The explanation of this peculiarity lies, I believe, in the fact that to the east of Egypt—across the Red Sea—lies a like track of country to the Libyan Desert in the shape of the Arabian Desert, where very similar conditions prevail. The Red Sea, which separates the two, being too narrow to greatly affect the situation, the air overhanging the eastern part of the Mediterranean has also to take the place of the heated atmosphere rising from Palestine and a considerable part of Arabia, and consequently tends to draw in that direction.

Various phenomena of light and electricity, seldom or never seen in other climates, are to be found in the desert. I several times saw what appeared to be a large star suddenly flash up and disappear immediately. This I believe to have been not a meteor, but some form of electrical phenomenon, as I usually saw it after a sandstorm, when the air was full of fine electrified sand.

Solar phenomena are sometimes very conspicuous in the desert, the zodiacal light that follows the sunset being often very clearly seen, in the form of a semi-elliptical portion of the sky showing brightly above the horizon, after the sun had disappeared, and shining with sufficient strength to give quite an appreciable light.

There was another phenomenon that I saw in this desert that I have never seen alluded to by other travellers. Sometimes at sunset luminous lines would appear in the eastern sky radiating from a point opposite to the setting sun. These lines were never very pronounced, but at the same time were quite clearly visible. On one occasion, instead of luminous lines, dark ones appeared instead.

Another peculiarity of this part of the desert was the way in which a sandstorm would sometimes spring up without any appreciable change in the strength or direction of the wind. I concluded this to be due to a change in the electrical condition of the atmosphere.

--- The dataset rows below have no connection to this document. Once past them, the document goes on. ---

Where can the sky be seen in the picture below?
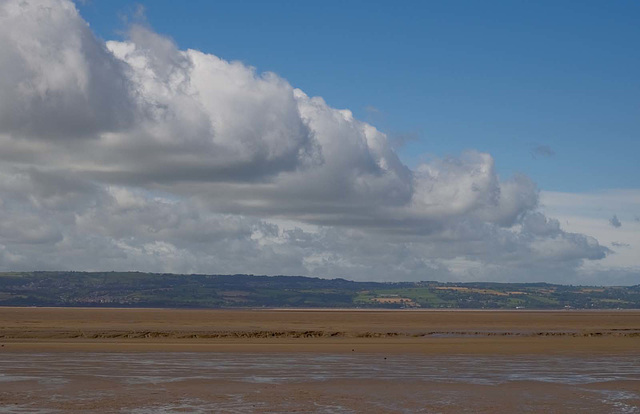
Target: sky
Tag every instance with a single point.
(378, 140)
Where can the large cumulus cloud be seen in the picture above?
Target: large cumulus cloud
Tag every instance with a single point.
(137, 155)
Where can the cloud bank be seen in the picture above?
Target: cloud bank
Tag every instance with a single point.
(137, 155)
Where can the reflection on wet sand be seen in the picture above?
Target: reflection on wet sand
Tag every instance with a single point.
(323, 383)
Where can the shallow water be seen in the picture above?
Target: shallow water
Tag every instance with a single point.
(225, 382)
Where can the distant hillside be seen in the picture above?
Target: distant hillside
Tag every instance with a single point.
(134, 289)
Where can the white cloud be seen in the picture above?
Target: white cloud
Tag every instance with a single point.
(138, 155)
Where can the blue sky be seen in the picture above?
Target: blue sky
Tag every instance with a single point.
(549, 88)
(430, 140)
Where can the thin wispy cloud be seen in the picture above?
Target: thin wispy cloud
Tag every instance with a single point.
(615, 222)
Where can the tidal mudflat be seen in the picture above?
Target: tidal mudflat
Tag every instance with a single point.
(175, 361)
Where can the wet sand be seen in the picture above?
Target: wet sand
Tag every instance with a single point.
(475, 332)
(55, 360)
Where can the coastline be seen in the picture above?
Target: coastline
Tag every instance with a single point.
(319, 331)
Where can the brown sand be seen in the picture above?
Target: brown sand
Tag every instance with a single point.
(335, 331)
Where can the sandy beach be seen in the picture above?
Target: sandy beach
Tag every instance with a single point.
(266, 330)
(55, 360)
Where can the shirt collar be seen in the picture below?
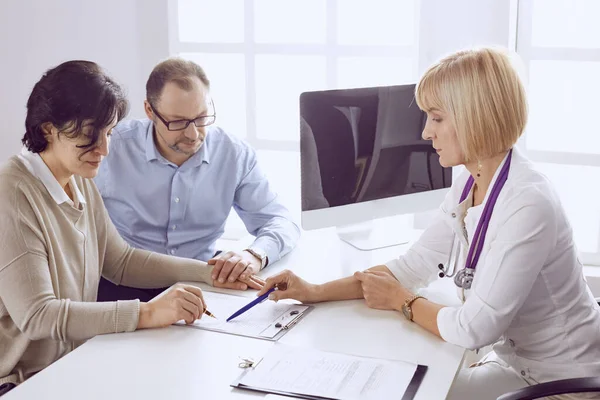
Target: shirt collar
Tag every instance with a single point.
(152, 153)
(38, 168)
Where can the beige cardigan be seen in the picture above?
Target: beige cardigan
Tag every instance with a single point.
(51, 259)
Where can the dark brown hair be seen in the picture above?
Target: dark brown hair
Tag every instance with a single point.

The connection between the winds of this desert and its geography is so close that I have included them both in this section. The chief effect of the wind on the desert sands is, of course, to be seen in the dunes. In addition to those mentioned when dealing with the native information I collected, there is a large area in the Farafra depression covered with sand hills and those in the neighbourhood of Bu Mungar which have been previously mentioned.

Several narrow belts of dunes are also to be found starting in the great depression between Siwa and Cairo. These belts, too, run roughly from north to south; but with one exception they all die out before reaching the latitude of Farafra Oasis.

The effects of the violent desert gales was everywhere to be seen. On the limestone plateau, on the way to Kharga Oasis, and on the Derb el Tawil very fine examples of sand erosion are visible.